Siege details the evolution and execution of an African-American led revolution and a meticulously planned takeover of the the island of Manhattan. In a paranoid age when government and industry now guard even the most innocuous information, it is easy to see why this book, with its detailed strategic terrorist plans, might disturb The Powers That Be.

Yet that is not the best part. Written in 1967, while the Vietnam War was still raging, ghetto riots were still recent news and Black Power was in the air, the plot must have seemed really plausible. The story is told chiefly through the lives of a black radical and a black career military man. Both have suffered slights and humiliation for their race, but have developed differently.
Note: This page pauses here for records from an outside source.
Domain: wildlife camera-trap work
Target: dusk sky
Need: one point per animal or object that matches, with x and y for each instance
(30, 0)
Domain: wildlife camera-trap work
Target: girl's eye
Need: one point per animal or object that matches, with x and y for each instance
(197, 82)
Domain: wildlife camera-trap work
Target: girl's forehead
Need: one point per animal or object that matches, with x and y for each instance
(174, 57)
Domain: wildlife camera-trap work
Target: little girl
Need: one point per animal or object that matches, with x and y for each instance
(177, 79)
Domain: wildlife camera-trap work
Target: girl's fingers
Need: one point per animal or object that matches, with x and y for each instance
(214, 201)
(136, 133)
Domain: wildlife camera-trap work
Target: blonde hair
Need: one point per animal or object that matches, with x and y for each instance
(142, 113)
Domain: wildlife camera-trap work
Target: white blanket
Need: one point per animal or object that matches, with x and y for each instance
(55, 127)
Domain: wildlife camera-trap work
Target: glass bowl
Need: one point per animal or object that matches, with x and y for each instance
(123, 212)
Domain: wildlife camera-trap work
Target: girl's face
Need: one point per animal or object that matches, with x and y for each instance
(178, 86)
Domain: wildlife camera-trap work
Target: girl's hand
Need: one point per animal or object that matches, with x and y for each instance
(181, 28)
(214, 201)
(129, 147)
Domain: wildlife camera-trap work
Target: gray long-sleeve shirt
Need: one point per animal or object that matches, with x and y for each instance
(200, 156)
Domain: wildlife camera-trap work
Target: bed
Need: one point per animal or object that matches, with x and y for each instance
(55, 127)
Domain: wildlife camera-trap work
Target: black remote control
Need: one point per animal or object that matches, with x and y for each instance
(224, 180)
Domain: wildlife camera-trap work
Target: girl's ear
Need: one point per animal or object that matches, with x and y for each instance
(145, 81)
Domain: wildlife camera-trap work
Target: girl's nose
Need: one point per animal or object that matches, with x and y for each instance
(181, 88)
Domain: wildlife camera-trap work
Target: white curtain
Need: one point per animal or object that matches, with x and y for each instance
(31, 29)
William Gray becomes a man obsessed with power, a man without scruples who leads a revolution, yet refers disdainfully to this followers as “burr heads”. Shawcross is a dedicated soldier, unhappy with the wanton loss of black soldiers in Vietnam, but unmotivated to do anything about it until he is radicalized by the murder of his family. The tensions between these men form the central drama of the novel.

The book is written as a thriller, and certainly succeeds at that level, but it is most interesting as a piece of cultural history.